Pile, a giant nicknamed during his spear thrusting days (the pile of bodies he
always made), was a considerable member of Pan brotherhood. He had been
enforcing positions for his fellows along the sides of the cage. Elk saw many familiar
faces among the new first row of on lookers. He had been and he assumed still was
an official and publicized member of the political gang.
The Pan Brotherhood primarily consisted of Diran refugees or at least their
ancestors. These were the people who 20 years ago traveled through the
abandoned mine, and the desert expanse, which ran from Dira to Esiria. After
Escaping the torments of the Jen’ Kory brought on their city, they found nothing but
slavery at an Esirian unis mine.
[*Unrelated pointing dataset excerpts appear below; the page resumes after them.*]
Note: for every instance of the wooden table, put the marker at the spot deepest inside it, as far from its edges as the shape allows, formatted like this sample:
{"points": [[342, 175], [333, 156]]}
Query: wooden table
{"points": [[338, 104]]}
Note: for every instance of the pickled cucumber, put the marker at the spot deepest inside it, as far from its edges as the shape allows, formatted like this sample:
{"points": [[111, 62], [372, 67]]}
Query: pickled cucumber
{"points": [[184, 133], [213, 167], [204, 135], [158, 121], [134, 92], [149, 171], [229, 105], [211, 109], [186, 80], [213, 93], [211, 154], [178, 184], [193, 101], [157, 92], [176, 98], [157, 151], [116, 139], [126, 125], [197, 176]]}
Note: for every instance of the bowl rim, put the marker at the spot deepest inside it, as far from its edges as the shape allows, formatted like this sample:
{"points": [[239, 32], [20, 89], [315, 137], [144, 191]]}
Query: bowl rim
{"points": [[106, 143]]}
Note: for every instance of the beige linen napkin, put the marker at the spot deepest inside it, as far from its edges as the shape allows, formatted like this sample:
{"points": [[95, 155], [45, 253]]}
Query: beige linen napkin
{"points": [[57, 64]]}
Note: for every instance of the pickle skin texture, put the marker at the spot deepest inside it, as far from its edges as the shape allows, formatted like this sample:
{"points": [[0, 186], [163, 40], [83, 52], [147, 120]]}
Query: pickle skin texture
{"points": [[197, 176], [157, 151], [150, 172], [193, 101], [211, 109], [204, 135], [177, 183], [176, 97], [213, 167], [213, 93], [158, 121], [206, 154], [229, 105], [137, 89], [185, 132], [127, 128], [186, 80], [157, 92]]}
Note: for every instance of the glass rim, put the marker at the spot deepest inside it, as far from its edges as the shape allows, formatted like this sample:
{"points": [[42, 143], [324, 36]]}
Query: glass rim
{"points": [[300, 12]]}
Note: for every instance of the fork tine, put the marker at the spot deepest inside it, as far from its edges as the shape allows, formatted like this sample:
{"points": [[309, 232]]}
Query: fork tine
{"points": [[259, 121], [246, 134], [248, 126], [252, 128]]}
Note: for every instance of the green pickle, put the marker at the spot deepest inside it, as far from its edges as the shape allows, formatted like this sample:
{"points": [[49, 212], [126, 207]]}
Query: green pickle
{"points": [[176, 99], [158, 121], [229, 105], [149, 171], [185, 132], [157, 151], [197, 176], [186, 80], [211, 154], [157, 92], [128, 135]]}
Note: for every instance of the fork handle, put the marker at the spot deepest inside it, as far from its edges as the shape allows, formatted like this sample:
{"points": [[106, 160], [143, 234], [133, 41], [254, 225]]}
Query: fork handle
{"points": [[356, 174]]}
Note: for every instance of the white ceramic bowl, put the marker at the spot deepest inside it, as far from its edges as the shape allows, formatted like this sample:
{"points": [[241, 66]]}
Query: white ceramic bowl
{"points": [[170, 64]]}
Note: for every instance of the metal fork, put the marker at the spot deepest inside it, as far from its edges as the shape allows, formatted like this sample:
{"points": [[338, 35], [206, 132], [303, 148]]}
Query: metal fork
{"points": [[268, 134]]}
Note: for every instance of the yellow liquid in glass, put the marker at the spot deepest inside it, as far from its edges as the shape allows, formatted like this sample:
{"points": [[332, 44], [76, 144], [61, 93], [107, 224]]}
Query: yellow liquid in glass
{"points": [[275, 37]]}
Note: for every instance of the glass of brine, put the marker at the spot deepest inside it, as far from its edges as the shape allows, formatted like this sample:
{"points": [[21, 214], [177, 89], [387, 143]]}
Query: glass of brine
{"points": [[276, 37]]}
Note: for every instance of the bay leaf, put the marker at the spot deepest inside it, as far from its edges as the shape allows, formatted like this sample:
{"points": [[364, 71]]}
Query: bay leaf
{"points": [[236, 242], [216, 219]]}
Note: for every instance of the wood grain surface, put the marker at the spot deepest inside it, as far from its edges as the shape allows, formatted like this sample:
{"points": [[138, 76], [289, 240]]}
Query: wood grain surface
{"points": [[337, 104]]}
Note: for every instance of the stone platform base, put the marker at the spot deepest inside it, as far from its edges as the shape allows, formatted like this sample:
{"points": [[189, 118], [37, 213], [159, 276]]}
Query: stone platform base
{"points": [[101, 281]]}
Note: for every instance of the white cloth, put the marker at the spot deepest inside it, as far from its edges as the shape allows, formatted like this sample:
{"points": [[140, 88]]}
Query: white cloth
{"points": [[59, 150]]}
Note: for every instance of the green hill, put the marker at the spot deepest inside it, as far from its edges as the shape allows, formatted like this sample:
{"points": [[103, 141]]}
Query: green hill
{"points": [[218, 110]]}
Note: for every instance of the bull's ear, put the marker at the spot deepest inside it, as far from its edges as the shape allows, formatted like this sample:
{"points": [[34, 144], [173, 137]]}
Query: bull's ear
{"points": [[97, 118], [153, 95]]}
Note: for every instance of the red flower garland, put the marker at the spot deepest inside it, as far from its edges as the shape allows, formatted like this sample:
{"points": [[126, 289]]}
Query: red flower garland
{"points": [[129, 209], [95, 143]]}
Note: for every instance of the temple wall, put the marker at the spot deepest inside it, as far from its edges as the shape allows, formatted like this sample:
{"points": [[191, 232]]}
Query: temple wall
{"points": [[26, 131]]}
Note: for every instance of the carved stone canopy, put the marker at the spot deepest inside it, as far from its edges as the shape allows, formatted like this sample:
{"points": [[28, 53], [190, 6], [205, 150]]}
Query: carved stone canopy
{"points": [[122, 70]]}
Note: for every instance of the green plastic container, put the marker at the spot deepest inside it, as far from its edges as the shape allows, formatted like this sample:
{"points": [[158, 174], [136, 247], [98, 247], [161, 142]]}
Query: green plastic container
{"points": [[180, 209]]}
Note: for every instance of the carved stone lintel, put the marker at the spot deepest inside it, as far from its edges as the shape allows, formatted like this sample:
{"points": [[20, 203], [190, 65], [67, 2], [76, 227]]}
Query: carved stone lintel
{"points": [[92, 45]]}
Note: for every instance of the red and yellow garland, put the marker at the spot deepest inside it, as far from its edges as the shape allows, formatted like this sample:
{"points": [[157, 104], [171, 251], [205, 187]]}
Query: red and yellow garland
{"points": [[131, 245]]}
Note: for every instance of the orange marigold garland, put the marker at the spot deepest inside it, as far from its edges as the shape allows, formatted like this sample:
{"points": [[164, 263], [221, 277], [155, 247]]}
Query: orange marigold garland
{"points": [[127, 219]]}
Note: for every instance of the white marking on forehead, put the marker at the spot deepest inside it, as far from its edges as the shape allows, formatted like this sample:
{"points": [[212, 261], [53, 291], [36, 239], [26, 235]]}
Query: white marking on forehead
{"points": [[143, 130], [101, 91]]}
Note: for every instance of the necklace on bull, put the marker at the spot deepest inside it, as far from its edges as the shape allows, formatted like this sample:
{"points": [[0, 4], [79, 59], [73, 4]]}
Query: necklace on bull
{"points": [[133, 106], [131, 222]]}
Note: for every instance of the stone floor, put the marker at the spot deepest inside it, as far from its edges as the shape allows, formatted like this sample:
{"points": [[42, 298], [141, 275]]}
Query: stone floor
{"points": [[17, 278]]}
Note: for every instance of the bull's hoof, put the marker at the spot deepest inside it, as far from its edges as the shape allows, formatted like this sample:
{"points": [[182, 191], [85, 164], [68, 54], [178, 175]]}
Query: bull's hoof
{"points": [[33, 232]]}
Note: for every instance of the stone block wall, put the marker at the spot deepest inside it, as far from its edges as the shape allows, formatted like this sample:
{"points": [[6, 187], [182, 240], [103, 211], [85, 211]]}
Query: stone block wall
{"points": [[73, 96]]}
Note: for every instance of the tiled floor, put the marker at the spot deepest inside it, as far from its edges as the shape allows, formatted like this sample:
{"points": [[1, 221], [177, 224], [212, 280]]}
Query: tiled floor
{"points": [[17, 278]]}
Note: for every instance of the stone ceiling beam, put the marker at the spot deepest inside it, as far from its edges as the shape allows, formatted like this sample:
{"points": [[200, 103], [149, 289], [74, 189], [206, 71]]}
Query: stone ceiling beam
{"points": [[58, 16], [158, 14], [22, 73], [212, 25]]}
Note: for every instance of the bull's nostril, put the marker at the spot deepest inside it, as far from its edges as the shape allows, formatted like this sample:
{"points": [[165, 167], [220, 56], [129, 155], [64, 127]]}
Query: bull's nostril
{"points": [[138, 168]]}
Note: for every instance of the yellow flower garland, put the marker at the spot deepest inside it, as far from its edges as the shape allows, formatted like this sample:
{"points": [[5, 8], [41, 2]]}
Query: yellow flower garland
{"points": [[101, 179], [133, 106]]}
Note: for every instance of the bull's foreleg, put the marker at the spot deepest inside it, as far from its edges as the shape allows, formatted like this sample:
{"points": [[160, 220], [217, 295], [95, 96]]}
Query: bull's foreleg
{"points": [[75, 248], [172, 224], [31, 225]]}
A process was required at the mine that poisoned
and killed hundreds of the survivors.
When an old general of Tide’s destroyed empire took over an expansive
island nation to the west a wave of paranoia broke out and a mob of Esirians
attacked the mines and slaughtered most of those who had survived its harsh
conditions. Those who bore the facial tattoos of those sworn to the old empire were
often tortured, raped, and burned alive.


Infodumping, along with the next bit too. Get with the action!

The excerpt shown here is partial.